Multi-Ligand Simultaneous Docking Analysis of Moringa Oleifera Phytochemicals Reveals Enhanced BCL-2 Inhibition via Synergistic Action
Asmita Saha, Belaguppa Manjunath Ashwin Desai, Pronama Biswas

TL;DR
This study uses multi-ligand docking to analyze Moringa oleifera phytochemicals, revealing their potential to synergistically inhibit BCL-2 and enhance anti-cancer effects beyond single compounds.
Contribution
First application of multi-ligand simultaneous docking to explore synergistic interactions of Moringa oleifera phytochemicals against BCL-2.
Findings
Certain phytochemicals show stronger binding than Venetoclax.
MLSD indicates synergistic interactions among compounds.

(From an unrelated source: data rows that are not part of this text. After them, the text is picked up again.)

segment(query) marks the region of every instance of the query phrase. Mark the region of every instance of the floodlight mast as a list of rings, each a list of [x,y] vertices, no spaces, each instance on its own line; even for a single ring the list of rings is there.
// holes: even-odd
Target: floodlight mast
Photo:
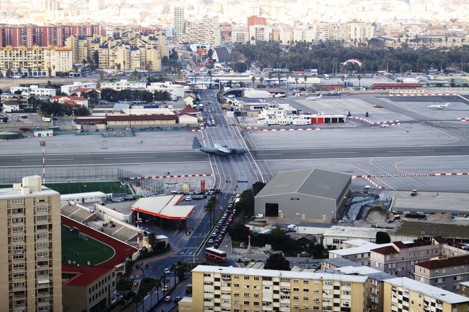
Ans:
[[[45,186],[45,165],[44,161],[44,147],[47,144],[45,141],[40,141],[39,144],[42,147],[42,179],[43,185]]]

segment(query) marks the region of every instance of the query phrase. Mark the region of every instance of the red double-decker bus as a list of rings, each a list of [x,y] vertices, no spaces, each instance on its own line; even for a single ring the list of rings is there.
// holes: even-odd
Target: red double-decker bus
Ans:
[[[209,247],[205,248],[205,257],[217,262],[225,262],[227,261],[227,253]]]

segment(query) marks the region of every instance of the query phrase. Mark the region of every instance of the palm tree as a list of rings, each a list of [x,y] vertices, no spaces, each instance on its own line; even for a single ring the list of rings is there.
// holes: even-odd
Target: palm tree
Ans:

Results suggest potential for combined phytochemical therapies.
Abstract
Moringa oleifera, known for its medicinal properties, contains bioactive compounds such as polyphenols and flavonoids with diverse therapeutic potentials, including anti-cancer effects. This study investigates the efficacy of M. oleifera leaf phytochemicals in inhibiting BCL-2, a critical protein involved in cancer cell survival. For the first time, multi-ligand simultaneous docking (MLSD) has been employed to understand the anti-cancer properties of M. oleifera leaf extract. Molecular docking techniques, including single-ligand and MLSD, were used to assess binding interactions with BCL-2. Single-ligand docking revealed strong binding affinities for compounds such as niazinin, alpha carotene, hesperetin, apigenin, niaziminin B, and niazimicin A, with some compounds even surpassing Venetoclax, a commercial BCL-2 inhibitor. MLSD highlighted inter-ligand interactions among apigenin,…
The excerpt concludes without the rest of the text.